The New York Times - Dwight Garner
…a paranoid, sarcastic and clattering pop thriller…there are trace elements of DeLillo, of Pynchon, of Philip K. Dick, of the Hari Kunzru of Transmission, of the Neal Stephenson of Cryptonomicon, those usual suspects from whom all would-be techno-dystopianists borrow…What puts this novel across isn't its lucid, post-Patriot Act thematics, however, as righteous as they are. Instead, it's that the storyteller in Mr. Shafer isn't at war with the thinker and the word man in him; he's got a sick wit and a high style. Reading his prose is like popping a variant of the red pill in The Matrix: Everything gets a little crisper…Mr. Shafer has written a bright, brash entertainment, one that errs, when it errs at all, on the side of generosity, narrative and otherwise.
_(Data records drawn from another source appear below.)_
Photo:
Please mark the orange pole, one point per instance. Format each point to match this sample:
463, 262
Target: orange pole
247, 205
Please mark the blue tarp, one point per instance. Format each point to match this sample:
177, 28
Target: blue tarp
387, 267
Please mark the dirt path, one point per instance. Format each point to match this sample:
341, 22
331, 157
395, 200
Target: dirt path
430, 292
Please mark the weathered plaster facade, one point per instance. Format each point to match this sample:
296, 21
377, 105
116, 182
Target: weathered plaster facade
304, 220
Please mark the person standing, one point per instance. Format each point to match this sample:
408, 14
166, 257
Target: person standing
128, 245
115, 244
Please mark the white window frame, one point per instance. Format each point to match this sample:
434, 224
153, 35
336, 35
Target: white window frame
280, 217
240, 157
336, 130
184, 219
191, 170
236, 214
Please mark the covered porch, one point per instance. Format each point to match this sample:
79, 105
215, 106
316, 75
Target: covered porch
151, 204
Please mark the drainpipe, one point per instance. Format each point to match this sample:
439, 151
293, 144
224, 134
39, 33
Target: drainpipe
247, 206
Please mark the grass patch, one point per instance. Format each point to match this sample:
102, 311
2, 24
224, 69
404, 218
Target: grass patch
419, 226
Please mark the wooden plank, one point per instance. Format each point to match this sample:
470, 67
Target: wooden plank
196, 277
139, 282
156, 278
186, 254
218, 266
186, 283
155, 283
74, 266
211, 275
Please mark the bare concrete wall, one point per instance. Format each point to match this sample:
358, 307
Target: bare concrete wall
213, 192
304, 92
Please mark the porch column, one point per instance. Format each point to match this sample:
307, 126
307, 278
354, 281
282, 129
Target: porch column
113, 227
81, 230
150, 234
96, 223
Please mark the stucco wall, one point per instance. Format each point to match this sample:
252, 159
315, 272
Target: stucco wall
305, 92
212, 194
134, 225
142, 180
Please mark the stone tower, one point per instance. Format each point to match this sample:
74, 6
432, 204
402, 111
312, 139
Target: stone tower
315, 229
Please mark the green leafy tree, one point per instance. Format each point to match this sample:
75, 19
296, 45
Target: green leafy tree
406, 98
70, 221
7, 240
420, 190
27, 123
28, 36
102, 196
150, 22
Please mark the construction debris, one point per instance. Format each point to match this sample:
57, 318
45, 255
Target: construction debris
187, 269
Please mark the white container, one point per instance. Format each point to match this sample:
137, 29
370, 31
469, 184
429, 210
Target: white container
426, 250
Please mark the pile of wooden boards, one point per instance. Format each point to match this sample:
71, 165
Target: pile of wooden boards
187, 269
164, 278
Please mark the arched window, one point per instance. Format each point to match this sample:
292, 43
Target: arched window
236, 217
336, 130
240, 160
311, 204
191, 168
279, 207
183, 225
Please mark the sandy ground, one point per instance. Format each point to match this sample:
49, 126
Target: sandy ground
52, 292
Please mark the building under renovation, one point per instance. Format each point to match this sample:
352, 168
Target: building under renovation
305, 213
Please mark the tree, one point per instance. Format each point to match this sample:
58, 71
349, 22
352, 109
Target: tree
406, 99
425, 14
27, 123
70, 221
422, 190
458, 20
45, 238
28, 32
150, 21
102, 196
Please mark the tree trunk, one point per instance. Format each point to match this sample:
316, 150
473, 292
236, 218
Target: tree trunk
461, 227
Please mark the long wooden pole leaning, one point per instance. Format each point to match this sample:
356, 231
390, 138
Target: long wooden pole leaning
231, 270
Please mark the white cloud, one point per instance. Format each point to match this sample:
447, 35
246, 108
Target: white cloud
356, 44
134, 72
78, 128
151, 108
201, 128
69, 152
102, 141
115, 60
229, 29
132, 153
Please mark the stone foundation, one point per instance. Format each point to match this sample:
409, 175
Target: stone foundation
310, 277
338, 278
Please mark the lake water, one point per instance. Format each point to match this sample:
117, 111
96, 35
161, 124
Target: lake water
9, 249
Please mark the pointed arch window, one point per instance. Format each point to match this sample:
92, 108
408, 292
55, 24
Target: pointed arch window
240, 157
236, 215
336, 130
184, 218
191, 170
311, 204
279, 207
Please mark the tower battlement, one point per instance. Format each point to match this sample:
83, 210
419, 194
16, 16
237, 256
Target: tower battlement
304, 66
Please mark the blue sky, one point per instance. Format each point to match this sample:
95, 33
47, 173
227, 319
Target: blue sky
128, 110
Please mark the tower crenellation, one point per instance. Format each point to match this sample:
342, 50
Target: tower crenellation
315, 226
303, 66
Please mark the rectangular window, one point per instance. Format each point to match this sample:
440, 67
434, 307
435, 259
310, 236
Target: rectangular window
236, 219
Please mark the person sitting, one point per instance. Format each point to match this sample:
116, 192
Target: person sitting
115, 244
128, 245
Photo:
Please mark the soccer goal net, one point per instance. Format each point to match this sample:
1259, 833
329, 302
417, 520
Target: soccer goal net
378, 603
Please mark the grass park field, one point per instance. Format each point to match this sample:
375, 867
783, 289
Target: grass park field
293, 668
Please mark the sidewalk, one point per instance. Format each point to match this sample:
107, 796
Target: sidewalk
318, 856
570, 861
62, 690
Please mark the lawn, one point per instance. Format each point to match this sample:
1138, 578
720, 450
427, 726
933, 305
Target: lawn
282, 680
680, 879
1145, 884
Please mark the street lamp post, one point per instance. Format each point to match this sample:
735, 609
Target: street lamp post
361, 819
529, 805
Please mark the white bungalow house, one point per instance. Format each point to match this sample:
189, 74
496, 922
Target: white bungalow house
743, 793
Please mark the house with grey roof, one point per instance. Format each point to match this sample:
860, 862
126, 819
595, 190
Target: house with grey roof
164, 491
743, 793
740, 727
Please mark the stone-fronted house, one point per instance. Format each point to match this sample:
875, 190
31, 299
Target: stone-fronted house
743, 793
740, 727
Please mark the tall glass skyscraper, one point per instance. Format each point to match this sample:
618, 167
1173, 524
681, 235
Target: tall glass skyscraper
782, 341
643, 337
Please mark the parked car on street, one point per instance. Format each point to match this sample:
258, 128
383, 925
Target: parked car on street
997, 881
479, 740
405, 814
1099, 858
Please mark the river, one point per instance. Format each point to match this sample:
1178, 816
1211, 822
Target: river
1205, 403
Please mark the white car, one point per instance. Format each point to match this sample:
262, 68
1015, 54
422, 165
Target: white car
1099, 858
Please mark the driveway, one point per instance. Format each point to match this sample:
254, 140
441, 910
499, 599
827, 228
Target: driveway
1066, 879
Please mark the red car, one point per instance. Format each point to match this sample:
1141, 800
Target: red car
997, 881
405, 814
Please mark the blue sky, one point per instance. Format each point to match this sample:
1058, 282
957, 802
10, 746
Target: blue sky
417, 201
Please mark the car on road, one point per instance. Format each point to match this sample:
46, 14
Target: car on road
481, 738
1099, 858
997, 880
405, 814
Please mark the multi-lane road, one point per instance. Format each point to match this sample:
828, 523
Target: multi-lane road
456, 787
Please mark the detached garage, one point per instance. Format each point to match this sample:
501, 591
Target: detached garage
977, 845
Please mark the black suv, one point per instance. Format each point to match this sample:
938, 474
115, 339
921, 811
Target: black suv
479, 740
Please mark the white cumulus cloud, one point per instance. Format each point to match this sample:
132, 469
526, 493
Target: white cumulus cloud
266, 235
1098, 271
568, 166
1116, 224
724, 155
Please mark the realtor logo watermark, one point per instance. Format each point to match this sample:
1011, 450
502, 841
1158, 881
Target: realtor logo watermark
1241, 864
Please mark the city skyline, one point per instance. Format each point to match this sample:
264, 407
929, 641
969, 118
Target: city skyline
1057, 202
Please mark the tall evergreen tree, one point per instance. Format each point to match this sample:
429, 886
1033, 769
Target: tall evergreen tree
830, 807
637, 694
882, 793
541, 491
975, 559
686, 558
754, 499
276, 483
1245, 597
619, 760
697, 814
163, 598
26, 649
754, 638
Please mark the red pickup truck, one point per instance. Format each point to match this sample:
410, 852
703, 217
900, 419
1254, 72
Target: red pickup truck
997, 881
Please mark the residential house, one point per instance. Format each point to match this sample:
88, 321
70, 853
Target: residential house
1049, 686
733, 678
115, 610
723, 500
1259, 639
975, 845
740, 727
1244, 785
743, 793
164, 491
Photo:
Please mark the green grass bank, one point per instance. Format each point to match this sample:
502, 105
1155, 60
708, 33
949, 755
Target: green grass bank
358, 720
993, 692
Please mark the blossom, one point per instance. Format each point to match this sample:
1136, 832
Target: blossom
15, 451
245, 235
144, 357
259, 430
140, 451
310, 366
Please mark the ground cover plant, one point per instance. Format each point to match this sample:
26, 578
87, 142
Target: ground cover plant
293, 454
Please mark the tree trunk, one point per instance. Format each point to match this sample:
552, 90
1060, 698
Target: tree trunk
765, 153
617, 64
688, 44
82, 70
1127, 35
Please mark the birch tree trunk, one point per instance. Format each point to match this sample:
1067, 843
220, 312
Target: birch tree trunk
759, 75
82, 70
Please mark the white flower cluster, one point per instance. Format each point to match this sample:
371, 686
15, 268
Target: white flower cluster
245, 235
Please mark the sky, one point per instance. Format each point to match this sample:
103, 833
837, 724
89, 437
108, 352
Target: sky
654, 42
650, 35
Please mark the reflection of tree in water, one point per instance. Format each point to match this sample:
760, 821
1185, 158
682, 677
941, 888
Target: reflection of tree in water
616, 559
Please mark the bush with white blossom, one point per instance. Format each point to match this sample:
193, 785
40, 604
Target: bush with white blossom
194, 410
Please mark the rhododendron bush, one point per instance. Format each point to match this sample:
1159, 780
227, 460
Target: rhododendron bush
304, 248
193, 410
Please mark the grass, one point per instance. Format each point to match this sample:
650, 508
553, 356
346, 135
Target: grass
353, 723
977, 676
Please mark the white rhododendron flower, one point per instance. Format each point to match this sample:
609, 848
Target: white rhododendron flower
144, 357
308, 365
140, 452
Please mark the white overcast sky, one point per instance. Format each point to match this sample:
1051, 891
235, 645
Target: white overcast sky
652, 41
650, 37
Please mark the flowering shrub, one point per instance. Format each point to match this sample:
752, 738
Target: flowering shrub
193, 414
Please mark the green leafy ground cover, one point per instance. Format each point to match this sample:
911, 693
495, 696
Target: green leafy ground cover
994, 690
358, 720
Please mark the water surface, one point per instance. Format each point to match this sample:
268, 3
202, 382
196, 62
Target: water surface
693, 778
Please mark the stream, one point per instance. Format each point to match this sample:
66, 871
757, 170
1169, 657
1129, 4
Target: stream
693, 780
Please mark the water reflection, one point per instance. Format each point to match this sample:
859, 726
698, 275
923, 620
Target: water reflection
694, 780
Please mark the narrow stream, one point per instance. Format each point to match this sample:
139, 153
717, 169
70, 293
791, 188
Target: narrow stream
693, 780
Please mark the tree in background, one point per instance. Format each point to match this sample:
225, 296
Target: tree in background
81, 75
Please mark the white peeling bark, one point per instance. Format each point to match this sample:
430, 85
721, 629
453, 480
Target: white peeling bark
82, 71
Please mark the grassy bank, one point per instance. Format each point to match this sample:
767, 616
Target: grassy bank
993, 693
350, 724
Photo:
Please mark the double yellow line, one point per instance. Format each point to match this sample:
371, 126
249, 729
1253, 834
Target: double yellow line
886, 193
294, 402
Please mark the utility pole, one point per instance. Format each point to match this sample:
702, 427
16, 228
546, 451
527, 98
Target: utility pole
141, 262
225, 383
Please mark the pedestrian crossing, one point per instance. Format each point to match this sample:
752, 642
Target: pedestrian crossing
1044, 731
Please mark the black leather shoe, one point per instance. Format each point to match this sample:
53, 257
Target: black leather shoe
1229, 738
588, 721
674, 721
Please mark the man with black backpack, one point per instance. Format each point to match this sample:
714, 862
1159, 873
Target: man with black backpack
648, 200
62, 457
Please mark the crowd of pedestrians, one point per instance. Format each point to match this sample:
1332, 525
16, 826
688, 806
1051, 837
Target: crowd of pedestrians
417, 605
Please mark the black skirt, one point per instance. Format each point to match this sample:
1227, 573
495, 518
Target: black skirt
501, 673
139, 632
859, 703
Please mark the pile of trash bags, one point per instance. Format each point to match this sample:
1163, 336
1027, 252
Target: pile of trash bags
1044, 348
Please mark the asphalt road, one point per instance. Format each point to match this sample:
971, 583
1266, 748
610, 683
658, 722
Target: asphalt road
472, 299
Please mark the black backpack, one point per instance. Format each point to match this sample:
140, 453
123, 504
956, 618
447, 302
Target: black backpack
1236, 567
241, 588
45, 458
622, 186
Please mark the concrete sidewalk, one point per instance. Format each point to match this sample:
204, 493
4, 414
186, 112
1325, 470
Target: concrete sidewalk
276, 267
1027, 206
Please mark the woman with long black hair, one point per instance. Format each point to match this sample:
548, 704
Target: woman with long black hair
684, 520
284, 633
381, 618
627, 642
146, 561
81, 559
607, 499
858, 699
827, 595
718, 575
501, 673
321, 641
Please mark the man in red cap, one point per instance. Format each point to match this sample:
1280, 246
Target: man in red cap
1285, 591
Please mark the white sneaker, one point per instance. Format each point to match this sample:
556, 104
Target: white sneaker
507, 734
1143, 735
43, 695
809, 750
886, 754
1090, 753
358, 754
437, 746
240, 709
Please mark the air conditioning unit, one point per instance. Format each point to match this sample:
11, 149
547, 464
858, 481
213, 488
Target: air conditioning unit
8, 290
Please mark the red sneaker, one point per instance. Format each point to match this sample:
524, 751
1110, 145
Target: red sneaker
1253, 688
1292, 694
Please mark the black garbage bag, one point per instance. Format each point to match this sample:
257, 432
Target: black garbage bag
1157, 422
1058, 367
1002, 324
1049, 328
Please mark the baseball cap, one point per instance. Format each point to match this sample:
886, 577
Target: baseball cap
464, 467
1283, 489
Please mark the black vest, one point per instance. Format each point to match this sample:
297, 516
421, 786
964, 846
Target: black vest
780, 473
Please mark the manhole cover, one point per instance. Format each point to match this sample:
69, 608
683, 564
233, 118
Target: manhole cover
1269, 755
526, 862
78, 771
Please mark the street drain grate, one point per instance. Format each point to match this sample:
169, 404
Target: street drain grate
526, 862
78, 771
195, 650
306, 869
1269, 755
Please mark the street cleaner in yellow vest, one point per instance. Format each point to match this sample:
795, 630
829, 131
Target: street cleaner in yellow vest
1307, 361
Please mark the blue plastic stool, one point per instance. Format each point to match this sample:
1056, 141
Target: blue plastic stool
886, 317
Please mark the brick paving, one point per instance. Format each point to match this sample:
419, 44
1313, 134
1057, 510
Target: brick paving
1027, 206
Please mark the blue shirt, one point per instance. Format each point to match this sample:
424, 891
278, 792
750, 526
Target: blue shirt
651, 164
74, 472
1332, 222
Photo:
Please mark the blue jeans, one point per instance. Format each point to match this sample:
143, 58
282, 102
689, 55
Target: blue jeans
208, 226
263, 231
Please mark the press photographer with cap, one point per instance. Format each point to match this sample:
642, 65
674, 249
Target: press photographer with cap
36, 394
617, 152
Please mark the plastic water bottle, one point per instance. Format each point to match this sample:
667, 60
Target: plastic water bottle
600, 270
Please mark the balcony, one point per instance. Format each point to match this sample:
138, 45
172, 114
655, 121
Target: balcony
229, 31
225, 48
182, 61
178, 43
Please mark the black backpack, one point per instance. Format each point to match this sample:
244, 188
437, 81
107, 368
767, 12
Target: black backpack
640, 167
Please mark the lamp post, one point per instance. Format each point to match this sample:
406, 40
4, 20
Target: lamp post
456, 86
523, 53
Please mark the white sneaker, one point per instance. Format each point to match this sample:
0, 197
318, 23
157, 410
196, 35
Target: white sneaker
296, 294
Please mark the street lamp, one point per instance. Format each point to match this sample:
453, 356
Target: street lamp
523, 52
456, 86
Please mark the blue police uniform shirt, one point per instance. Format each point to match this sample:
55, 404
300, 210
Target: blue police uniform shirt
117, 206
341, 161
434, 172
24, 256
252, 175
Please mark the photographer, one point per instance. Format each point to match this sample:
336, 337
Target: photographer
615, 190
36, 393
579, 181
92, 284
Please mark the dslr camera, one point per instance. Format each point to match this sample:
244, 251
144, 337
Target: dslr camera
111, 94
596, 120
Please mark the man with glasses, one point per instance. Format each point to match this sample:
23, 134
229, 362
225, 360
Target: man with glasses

It tips you, geekily and humanely, through the looking glass.
From the Publisher
"Is it too late to nominate a candidate for novel of the summer? . . . A paranoid, sarcastic and clattering pop thriller . . . Mr. Shafer gets the playfulness-to-paranoia ratio about exactly right. . . . He's got a sick wit and a high style. Reading his prose is like popping a variant of the red pill in The Matrix: Everything gets a little crisper. . . . Whiskey Tango Foxtrot is a page-turner, yet many more "literary" writers will, I suspect, envy Mr. Shafer's tactile prose. His eye is hawklike. . . . Mr. Shafer has written a bright, brash entertainment, one that errs, when it errs at all, on the side of generosity, narrative and otherwise. It tips you, geekily and humanely, through the looking glass."—Dwight Garner, New York Times
"Shafer's savvy, sardonic take on our social media- and Big Data-worshiping society is as current as your Twitter feed..Just in time for your August beach trip, put Whiskey on your Amazon Wish List. As if they don't already know you want it."—Patty Rhule, USA Today
"Genius techno-thriller à la Neal Stephenson, powered by social-media info-conspiracy à la Dave Eggers."—Lev Grossman, Time
"No summary can do justice to the snap and smarts of this witty tale. . . . A clever book with an entertaining narrator just exploding with personalities."—Jenni Laidman, Chicago Tribune
"Zinging with wit and pop culture savvy . . . Shafer's writing is hip, wickedly hilarious, cutting edge, and ultimately concerned with old-fashioned notions of morality and redemption. . . His inventive, comic, dystopian semi-thriller restored my faith in fiction."—Mark Lindquist, Seattle Times
Kirkus Reviews
2014-06-17
A droll, all-too-plausible contemporary thriller pulls a mismatched trio of stressed-out 30-somethings into underground guerilla warfare against a sinister conspiracy to own the information superhighway.On one side of the world, you have Leila Majnoun, an increasingly jaded operative for a global nonprofit agency struggling to do good deeds despite the brutal, stonewalling autocrats who run Myanmar (Burma). On another side is Mark Deveraux, a self-loathing self-improvement guru living a glamorous and debt-ridden lifestyle in the promised land of Brooklyn. Somewhere in the middle (Portland, Oregon, to be precise) is Mark’s old school chum Leo Crane, a misanthropic poor-little-rich-kid grown into a trouble-prone, substance-abusing and seedily paranoid adult. The destinies of these three lost souls are somehow yoked together by an international cabal of one-percenters who want to create something called “New Alexandria,” where all the information available (or even unavailable) online will be in their money-grubbing control, thereby making the recent real-life National Security Agency abuses of power seem like benign neglect. Shafer’s arch prose, comedic timing and deft feel for shadowy motives in high places are reminiscent of the late Richard Condon (The Manchurian Candidate), only with sweeter, deeper characterizations. At times, you wish he’d move things along a wee bit faster and make his menace more tangibly scary than it is here. But it’s also possible that Shafer is remaking the international thriller into something more humane and thus more credible than what fans of the genre are accustomed to.An edgy, darkly comedic debut novel whose characters and premise are as up-to-the-minute as an online news feed but as classic as the counterculture rebellions once evoked by Edward Abbey and Ken Kesey.